Tuesday, July 21, 2009

Immediately Breaking the Rules

"Whatever you do, don't have sex, don't get a tattoo, and don't go into any water." Before I left for Africa, my friend Elizabeth passed on some medical advice that her doctor friend gave her before her trip to Rwanda. "Ok" I agreed, thinking none of those things were likely to come up. Four days later I found myself wading thigh deep through a mud-bottomed river trying not to think of leeches, piranhas, or the myriad bacteria seeping into my pores.

Why was I immediately breaking the rules? Not by choice. I was in Moshi, the region around Mount Kilimanjaro in northern Tanzania. There are numerous "wazungus" (white folks) in Moshi, and they take turns hosting a monthly event called "The Hash". The Hash, I was told, is an expatriate tradition around the world in which expats regularly gather together in a foreign country. The Hash used to be about hanging out and drinking until someone got the brilliant idea to get some exercise. So Hash participants take turns creating a running/walking trail outside the city limits by marking a course with piles of flour. Serious runners run quickly like a bunny to the next pile of flour and show the slower walkers where to go by forming sticks into an arrow on the ground that points in the right direction.

I was assured the walkers were all about just strolling, talking, and taking it easy-- so I agreed to go.
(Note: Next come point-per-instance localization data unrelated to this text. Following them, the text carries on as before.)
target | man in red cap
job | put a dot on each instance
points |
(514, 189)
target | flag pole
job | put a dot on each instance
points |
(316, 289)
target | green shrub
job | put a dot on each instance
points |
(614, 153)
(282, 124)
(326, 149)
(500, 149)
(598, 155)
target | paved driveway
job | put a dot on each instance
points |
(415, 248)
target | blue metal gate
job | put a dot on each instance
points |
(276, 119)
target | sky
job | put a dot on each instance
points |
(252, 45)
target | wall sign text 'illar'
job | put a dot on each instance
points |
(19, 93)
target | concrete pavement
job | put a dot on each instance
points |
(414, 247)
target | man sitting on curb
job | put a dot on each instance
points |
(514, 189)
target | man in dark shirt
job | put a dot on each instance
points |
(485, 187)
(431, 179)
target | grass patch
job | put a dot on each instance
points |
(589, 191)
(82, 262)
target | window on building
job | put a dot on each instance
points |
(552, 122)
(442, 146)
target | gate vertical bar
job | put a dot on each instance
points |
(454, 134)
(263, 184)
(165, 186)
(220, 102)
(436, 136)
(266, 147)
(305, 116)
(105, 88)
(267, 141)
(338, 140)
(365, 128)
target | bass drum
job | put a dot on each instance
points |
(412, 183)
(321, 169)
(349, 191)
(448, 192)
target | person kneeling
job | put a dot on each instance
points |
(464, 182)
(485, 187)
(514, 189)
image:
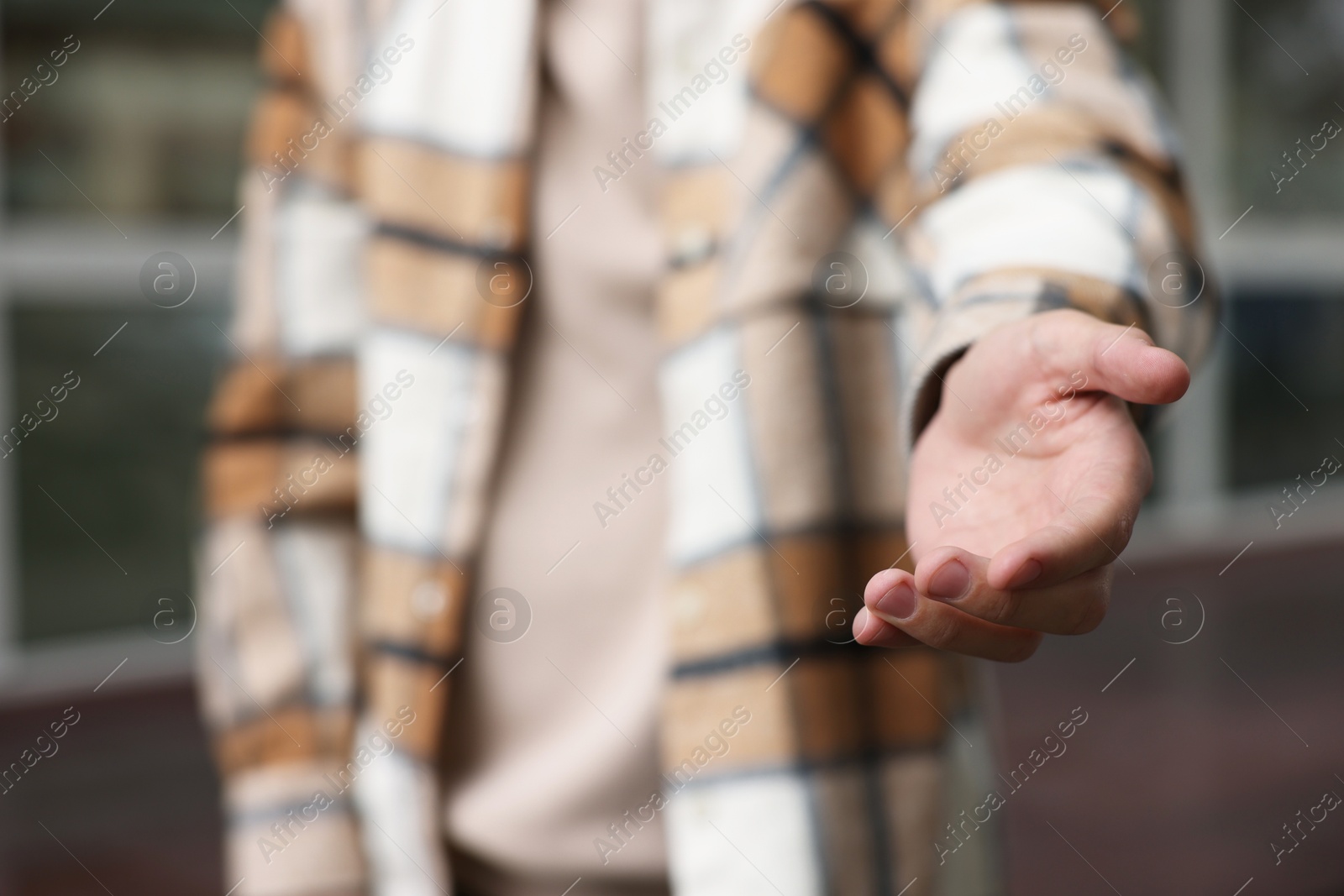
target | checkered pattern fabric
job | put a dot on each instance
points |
(976, 163)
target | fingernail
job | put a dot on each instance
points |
(949, 582)
(1028, 573)
(900, 602)
(860, 622)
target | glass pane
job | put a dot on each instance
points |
(107, 486)
(1297, 338)
(145, 116)
(1274, 105)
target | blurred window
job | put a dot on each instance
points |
(134, 149)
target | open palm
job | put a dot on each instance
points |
(1025, 488)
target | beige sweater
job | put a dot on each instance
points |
(557, 730)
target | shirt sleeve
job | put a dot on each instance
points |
(276, 570)
(1045, 176)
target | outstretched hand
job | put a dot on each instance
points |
(1023, 488)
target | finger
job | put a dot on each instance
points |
(1088, 533)
(873, 631)
(960, 579)
(1099, 356)
(891, 598)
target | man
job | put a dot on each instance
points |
(894, 257)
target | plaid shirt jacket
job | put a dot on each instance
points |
(978, 163)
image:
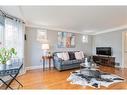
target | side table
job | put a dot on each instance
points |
(47, 59)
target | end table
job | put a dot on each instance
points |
(47, 59)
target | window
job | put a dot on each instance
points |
(85, 39)
(42, 35)
(1, 31)
(14, 36)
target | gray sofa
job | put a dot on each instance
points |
(60, 64)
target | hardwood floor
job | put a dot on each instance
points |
(53, 79)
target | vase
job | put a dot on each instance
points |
(9, 62)
(87, 63)
(2, 66)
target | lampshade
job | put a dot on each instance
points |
(45, 46)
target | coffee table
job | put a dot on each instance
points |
(93, 66)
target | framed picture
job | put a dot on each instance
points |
(66, 40)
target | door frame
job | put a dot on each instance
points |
(123, 49)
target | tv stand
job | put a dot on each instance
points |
(104, 60)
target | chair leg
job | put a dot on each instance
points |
(16, 80)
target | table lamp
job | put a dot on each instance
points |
(45, 47)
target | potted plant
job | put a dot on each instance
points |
(6, 55)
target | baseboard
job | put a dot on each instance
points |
(34, 67)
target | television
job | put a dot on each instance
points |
(103, 51)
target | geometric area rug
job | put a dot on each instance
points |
(93, 77)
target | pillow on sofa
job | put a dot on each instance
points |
(78, 55)
(82, 54)
(65, 56)
(71, 55)
(60, 55)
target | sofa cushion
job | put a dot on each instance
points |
(65, 56)
(60, 55)
(71, 55)
(67, 62)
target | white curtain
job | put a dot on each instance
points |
(14, 36)
(1, 31)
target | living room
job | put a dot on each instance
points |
(56, 47)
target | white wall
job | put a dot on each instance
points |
(110, 39)
(34, 51)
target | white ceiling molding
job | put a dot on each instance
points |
(91, 20)
(49, 28)
(111, 30)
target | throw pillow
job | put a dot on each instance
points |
(65, 56)
(78, 55)
(82, 54)
(60, 55)
(71, 55)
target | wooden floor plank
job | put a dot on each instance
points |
(53, 79)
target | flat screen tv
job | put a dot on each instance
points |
(103, 51)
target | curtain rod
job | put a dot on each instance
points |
(10, 16)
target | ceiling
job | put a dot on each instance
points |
(81, 19)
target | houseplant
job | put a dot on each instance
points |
(6, 55)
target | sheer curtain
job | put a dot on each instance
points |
(1, 31)
(14, 36)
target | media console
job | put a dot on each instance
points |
(104, 60)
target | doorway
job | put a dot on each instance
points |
(124, 49)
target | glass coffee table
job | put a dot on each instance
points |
(93, 66)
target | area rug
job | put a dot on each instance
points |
(94, 78)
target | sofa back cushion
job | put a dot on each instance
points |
(79, 55)
(60, 55)
(65, 56)
(71, 55)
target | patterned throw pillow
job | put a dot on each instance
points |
(71, 55)
(82, 54)
(65, 56)
(60, 55)
(78, 55)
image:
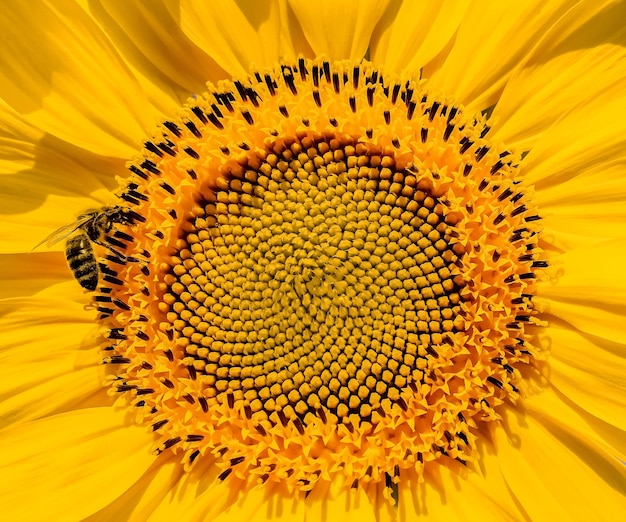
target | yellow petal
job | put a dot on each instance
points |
(411, 34)
(71, 465)
(542, 93)
(45, 183)
(151, 40)
(236, 35)
(554, 477)
(27, 274)
(60, 69)
(139, 501)
(591, 377)
(557, 412)
(492, 40)
(579, 172)
(339, 29)
(588, 290)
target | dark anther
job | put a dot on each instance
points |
(136, 170)
(200, 114)
(517, 197)
(518, 210)
(121, 304)
(481, 152)
(153, 148)
(316, 76)
(192, 153)
(171, 442)
(150, 167)
(336, 85)
(167, 187)
(495, 381)
(118, 359)
(299, 426)
(248, 117)
(326, 69)
(410, 110)
(352, 102)
(194, 130)
(215, 121)
(113, 280)
(395, 91)
(167, 149)
(116, 333)
(159, 424)
(302, 68)
(288, 77)
(496, 166)
(465, 143)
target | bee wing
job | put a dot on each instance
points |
(63, 232)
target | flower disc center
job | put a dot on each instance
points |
(318, 279)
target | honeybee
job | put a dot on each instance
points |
(90, 227)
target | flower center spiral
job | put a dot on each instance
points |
(314, 280)
(329, 272)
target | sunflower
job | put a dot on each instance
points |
(327, 261)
But I soon found myself trudging, breathing heavily, and cursing the day I was born.

The person who created this particular hike had decided to lead runners and walkers straight through the brush where bushes grow needle-like “leaves”. I hiked over logs and under branches. I walked through tall grass, jumped over small streams, and pulled endless rocks out of my sandals. I listened to strange bird calls and watched the setting sun light up unfamiliar trees. At one point I heard a fearsomely sharp, quick howl and stood stock still until I spotted a monkey high in a tree. Jet-lagged, hot, sweaty, and tired, my entire existence boiled down to finding the next pile of flour.

After 9 kilometers the sun was low in the sky and I just wanted to be done with what I was now thinking of as “the wretched Hash”. Thinking less than pure thoughts, I wearily rounded a corner to discover that the only thing between me and the finish line was a muddy river surrounded by trees and brush that made it impossible to pass through anywhere except to wade through the water.

“Crap” I said. I looked behind me and knew I was too tired to retrace my steps backwards for 9 km, and I certainly wasn’t keen on wandering around the African bush by myself at dusk. So I rolled up my pants, pulled off my dusty sandals, and did what a traveling woman has gotta do.

At the campground at the end of the walk, about 25 wazungus clutched bottles of beer and huddled around bags of salty snacks. “White people are crazy” I muttered to Ben, our African driver who was waiting under a tree bemusedly watching the wazungus trickle in from the hike. He laughed but was too polite to agree.